I am a grown man. She has to see me that way. She has to accept that… that I matter."

He swallowed. He had the look of bottled tension that he'd had when I first met him.

I nodded. "I'll be here," I said.

Paul made an attempt at a smile, gave me a little thumbs-up gesture, and got out of the car. Pearl immediately came into the front seat and sat where Paul had sat.

I watched him walk up the curving flagstone pathway toward number 12. It had a colonial blue door. The siding was clapboard stained a maple tone.

There were diamond panes in the windows. There was no lawn yet, but someone had put in a couple of evergreen shrubs on each side of the front door and a quiet breeze gently tossed the tips of their branches. I wished I could do this for him. It cost him so much and would cost me so little. But it would cost him much more if I did it for him. He stopped on the front steps and, after a moment, rang the doorbell.
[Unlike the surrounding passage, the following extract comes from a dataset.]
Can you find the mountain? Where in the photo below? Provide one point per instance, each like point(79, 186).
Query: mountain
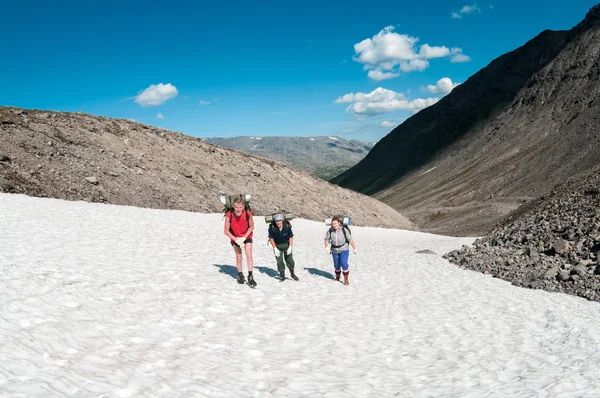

The door opened and I could see Paul speak, and pause, and then go in. The door closed behind him. I waited. Pearl stiffened and shifted in the seat as a squirrel darted across the gravel road and into the yellowing woods that had yielded only slightly to the house. I rubbed her neck and watched the front door.

"Life is often very hard on kids, Pearl," I said.

Pearl's attention remained fixed on the squirrel.

There was no sound. And no movement beyond that which the breeze caused to stir in the forest. Beaumont had chosen a bad place to hide. It seemed remote but its remoteness increased his danger.He'd have been better off in a city among a million people. Out here you could fire off cannon and no one would hear.

Pearl's head shifted and her body stiffened. The front door opened and

Patty Giacomin came down the front walk with a welcoming look on her face.

She still looked good, very trim and neat, with her blonde hair and dark eyes. She was dressed in some kind of Lord Taylor farmgirl outfit, long skirt over big boots, an ivory-colored, oversized, cableknit sweater, and her hair caught back with a colorful headband.

I rolled the window down on the passenger side halfway so I could speak to her. Pearl, who was standing on all fours now in the front seat, thrust her head through the opening, her tail wagging.